For by the grace given to me I say to everyone among you not to think of yourself more highly than you ought to think, but to think with sober judgement, each according to the measure of faith that God has assigned. For as in one body we have many members, and not all the members have the same function, so we, who are many, are one body in Christ, and individually we are members one of another. We have gifts that differ according to the grace given to us: prophecy, in proportion to faith; ministry, in ministering; the teacher, in teaching; the exhorter, in exhortation; the giver, in generosity; the leader, in diligence; the compassionate, in cheerfulness. —Romans 12:1-8
Amazingly, as much as Jesus embodies life in the kingdom of God, it is now up to a bunch of others to finish what he started. Those who are finishing what Jesus started are, collectively, known as the Church. This includes but is not exclusive to those who sit in sanctuary pews on a Sunday morning. Jesus even defines his kindred as being made up of those who ‘do the will of God’ (Mark 3:31-35). For as much as we may talk about family values, the values that defines Jesus’ family are actions that are in accord with God’s will, or God’s hope. God hopes for the sick to be comforted and the poor to be given relief. Every day, people of differing and/or no religion provide healing to the sick and assistance to the poor. Isn’t it amazing that God’s will does not really require our consent?

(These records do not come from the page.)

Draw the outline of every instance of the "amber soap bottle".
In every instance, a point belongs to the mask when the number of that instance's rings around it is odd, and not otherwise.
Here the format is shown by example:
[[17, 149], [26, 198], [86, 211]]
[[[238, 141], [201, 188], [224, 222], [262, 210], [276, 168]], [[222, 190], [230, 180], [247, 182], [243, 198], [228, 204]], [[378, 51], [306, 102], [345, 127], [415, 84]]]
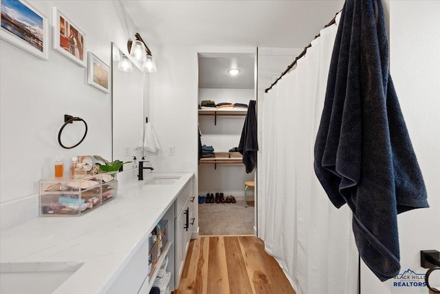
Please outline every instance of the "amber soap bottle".
[[64, 174], [64, 157], [59, 156], [55, 161], [55, 178], [63, 178]]

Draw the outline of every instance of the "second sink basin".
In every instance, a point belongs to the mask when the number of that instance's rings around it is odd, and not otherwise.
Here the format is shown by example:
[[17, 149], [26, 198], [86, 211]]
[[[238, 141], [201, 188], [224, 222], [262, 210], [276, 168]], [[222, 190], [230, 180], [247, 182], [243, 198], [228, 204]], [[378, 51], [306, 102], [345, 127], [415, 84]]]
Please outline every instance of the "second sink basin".
[[179, 176], [154, 176], [147, 180], [145, 185], [173, 185], [180, 178]]
[[81, 266], [76, 262], [2, 262], [0, 293], [50, 294]]

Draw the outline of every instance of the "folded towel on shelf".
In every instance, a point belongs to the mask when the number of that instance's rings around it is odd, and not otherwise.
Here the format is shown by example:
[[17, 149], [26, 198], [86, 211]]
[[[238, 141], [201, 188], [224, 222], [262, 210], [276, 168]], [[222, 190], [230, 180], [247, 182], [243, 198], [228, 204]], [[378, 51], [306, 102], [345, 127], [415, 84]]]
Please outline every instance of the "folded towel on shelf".
[[211, 101], [210, 100], [204, 100], [201, 101], [201, 105], [215, 107], [215, 102]]
[[244, 103], [234, 103], [234, 107], [248, 108], [248, 105]]
[[160, 150], [160, 144], [159, 139], [154, 132], [151, 123], [145, 124], [145, 136], [144, 136], [144, 148], [146, 151], [155, 153], [157, 150]]
[[331, 56], [314, 169], [330, 200], [353, 211], [359, 253], [381, 280], [400, 269], [397, 215], [428, 207], [388, 72], [380, 0], [346, 0]]
[[156, 277], [155, 279], [153, 286], [159, 288], [161, 293], [165, 293], [170, 280], [171, 273], [167, 271], [162, 277]]

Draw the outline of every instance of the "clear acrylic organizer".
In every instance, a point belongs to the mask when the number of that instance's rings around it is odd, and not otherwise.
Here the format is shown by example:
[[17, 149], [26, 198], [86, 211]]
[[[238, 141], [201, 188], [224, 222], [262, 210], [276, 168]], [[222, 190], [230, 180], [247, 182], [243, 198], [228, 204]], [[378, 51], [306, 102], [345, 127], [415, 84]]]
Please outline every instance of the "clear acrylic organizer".
[[40, 180], [40, 216], [80, 216], [116, 197], [117, 171]]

According to Matthew, Jesus ends his earthly teaching with a metaphorical teaching on sheep and goats (Matthew 25). This seems to be his last great teaching, as it encapsulates his teachings and actions from throughout his life. I often read this as a “If you’ve learned nothing else…” kind of teaching. Instead of elevating faith, prayer, worship, preaching or tithing, Jesus lifts up acts of compassion as the ultimate good. Devotion to God cannot be relegated to Sunday worship, but must be a full-bodied, all-in kind of proposition.